State economic development agencies like to brag about their ability to create jobs, but the majority of that funding goes to big business.
In a study that focused on Florida, Missouri, and New Mexico, Good Jobs First found that “at least 68 percent of overall state economic development spending goes to large companies and programs that support those companies.”
Only 19 percent of economic development funds reached small businesses. Another 13 percent of funds couldn’t be classified as either small or large companies.
When politicians promise economic growth, their programs tend to favor the well-connected. “Subsidy megadeals” that attract large companies can generate more jobs from one deal, but the costs of those subsidies, and the over-reliance on large companies over a diverse economy with many small- and medium-sized businesses, can threaten long-term economic growth for states.
The study covered fiscal years 2013-2015 and about $344 million of state funds: $135 million in Florida, $146 million in Missouri, and $63 million in New Mexico.
Those disproportionate subsidies don’t come from one party, either; Republican and Democratic governors and legislatures support the largesse.
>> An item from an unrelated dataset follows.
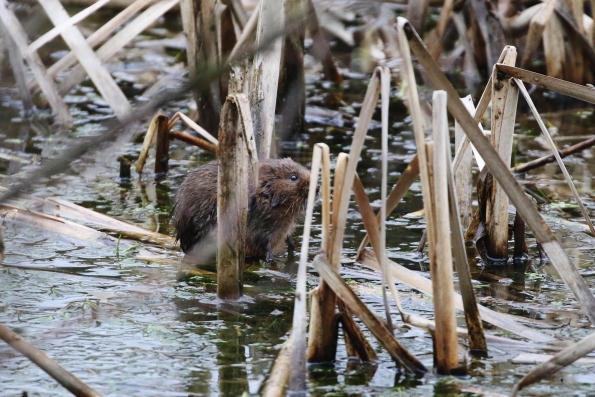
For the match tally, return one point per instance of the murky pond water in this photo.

“There’s a galling mismatch between how governors and other state officials characterize their support for small businesses and what they actually spend,” Executive Director Greg LeRoy said in a press release.
The report focuses on state, not federal, subsidies. Previous work by Good Jobs First found that about two-thirds of federal subsidies went to big business as well, however.
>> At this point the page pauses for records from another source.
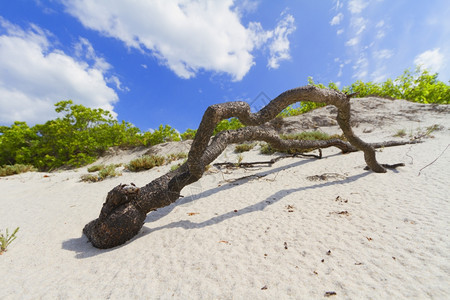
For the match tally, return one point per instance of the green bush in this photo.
(109, 171)
(81, 134)
(228, 124)
(189, 134)
(163, 134)
(145, 163)
(244, 147)
(15, 169)
(306, 135)
(103, 172)
(95, 168)
(6, 239)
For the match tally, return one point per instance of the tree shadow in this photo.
(185, 224)
(84, 249)
(164, 211)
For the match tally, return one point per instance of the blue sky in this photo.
(155, 62)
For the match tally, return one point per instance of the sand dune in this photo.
(278, 232)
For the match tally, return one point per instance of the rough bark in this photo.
(126, 207)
Subsidies to private businesses are notoriously hard to defeat. Part of the issue is that subsidies and corporate welfare get distributed through many agencies and programs. There isn’t a department of corporate welfare or state subsidy agency to shutter. Another reason is that businesses who receive the funds, tax breaks, and benefits have an incentive to lobby for them.
“Supporters of corporate welfare programs often justify them as remedying some sort of market failure. Often the market failures on which the programs are predicated are either overblown or don’t exist,” Stephen Slivinski, director of budget studies at the Cato Institute, wrote.
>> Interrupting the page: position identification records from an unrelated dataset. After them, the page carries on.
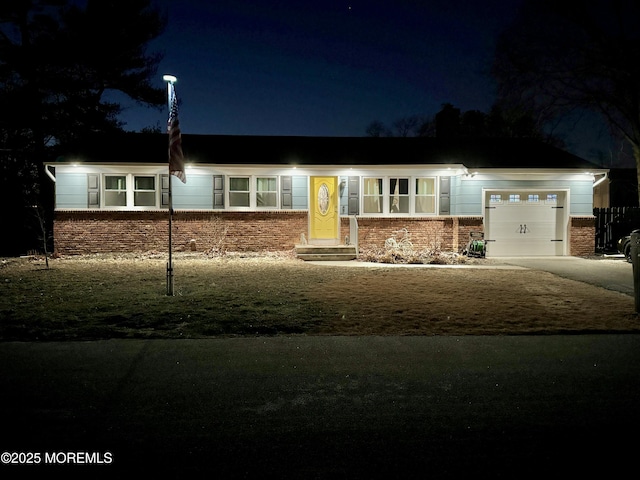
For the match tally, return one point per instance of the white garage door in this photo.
(525, 223)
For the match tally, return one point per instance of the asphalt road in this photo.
(323, 407)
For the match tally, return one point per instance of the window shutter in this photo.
(445, 202)
(354, 196)
(164, 191)
(93, 190)
(286, 200)
(218, 191)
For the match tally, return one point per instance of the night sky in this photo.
(324, 68)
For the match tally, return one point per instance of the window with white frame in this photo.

The states that Good Job First analyzed aren’t the worst states for subsidies, either. Missouri ranks ninth, doling out an estimated $5.2 billion between 2005 and 2014, but data issues might mean other states surpassed that figure, or Missouri’s actual subsidy amount is higher.
For small business growth and economic competitiveness, the evidence against state subsidies piles up. If anything, they make economic growth more difficult for any business that doesn’t receive state funding.